L’avevo scritto un paio di giorni fa, pubblicando il bel pezzo di Marcello Mancini su Firenze Post: “l’occhio del cronista” è uno strumento formidabile a tutela dell’opinione pubblica. E anche del decoro di una città.
Mentre Palazzo Vecchio e Soprintendenza (la stessa che, per esempio, ha bloccato la ricostruzione del Franchi per via delle scale elicoidali progettate dal Nervi) non sanno dare una spiegazione plausibile, la Procura di Firenze ha avviato un fascicolo conoscitivo sul discusso “cubo” spuntato che dal nuovo complesso architettonico sorto sull’area dell’ex Teatro Comunale, nel cuore del centro storico cittadino, all’interno della zona tutelata dall’Unesco.
Nessuno, per mesi, si era accorto di nulla. Centinaia, migliaia di persone sono passate di lì, nelle strade eleganti dedicate al Risorgimento, senza battere ciglio. Senza accorgersi che stava nascendo qualcosa di offensivo, non solo dello skyline di questa delicata e ormai trasandata città, ma di realmente offensivo e in contrasto con l’armonia che deve regnare, anche architettonicamente, a Firenze.

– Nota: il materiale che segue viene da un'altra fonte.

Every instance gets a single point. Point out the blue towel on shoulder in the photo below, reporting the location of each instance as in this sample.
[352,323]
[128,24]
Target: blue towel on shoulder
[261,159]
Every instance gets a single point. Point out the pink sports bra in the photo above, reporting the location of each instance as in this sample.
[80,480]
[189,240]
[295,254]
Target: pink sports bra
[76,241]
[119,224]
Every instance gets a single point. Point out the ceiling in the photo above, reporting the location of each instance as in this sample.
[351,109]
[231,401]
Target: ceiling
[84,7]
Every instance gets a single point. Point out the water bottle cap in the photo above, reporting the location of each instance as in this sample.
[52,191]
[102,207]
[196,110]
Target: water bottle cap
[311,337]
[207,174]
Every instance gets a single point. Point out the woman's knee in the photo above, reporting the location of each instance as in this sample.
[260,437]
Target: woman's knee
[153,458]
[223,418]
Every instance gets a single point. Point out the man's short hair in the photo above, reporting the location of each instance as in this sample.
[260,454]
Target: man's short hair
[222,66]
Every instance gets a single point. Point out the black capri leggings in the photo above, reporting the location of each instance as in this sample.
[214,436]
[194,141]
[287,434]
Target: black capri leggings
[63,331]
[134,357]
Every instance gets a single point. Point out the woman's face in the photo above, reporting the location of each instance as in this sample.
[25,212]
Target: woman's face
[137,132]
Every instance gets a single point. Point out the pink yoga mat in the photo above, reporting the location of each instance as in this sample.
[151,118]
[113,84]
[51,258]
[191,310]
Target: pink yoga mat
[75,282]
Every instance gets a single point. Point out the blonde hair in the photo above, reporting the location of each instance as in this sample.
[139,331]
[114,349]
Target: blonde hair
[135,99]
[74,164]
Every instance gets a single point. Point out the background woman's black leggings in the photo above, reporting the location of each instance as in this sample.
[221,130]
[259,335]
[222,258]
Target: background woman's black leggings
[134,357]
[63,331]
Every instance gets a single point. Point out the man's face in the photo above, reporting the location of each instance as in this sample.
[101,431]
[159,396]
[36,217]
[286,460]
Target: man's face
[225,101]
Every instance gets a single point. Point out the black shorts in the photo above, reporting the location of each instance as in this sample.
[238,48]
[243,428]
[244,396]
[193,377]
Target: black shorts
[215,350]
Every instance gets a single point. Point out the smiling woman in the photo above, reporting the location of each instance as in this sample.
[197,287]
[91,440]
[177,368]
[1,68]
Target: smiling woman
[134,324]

C’è voluto un cronista, Marcello Mancini, cresciuto alla scuola de “La Nazione” (lo vidi arrivare, all’inizio faceva il collaboratore della pallacanestro, poi è diventato addirittura direttore) che ha alzato la testa restando allibito. E subito ha fatto scattare l’allarme, che nel nostro mestiere significa far pubblicare la notizia. Ha scritto “La Nazione”, poi tutti gli altri. “Firenze Post” ha chiesto direttamente a Mancini di raccontare il suo sgomento. E’ capitato tante volte di aver denunciato fatti e misfatti (personalmente scoperchiai la vicenda della diga di Bilancino, con i “sassi d’oro”, che portarono agli arresti anche di un ex presidente della Regione) e anche stavolta lo sguardo attento di un giornalista ha richiamato l’attenzione della magistratura.
L’inchiesta, al momento senza indagati né ipotesi di reato, è stata aperta dal procuratore Filippo Spiezia con l’obiettivo di raccogliere elementi utili a chiarire se siano state commesse irregolarità, in particolare in materia urbanistica ed edilizia.
Secondo fonti investigative, gli accertamenti della polizia giudiziaria si concentrano sulla verifica di eventuali violazioni alle normative vigenti, andando oltre le polemiche emerse nel dibattito pubblico locale. Qualcuno ha sbagliato o ha concesso visti frettolosi? Ai giornalisti il compito di denunciare, ai magistrati quello di verificare.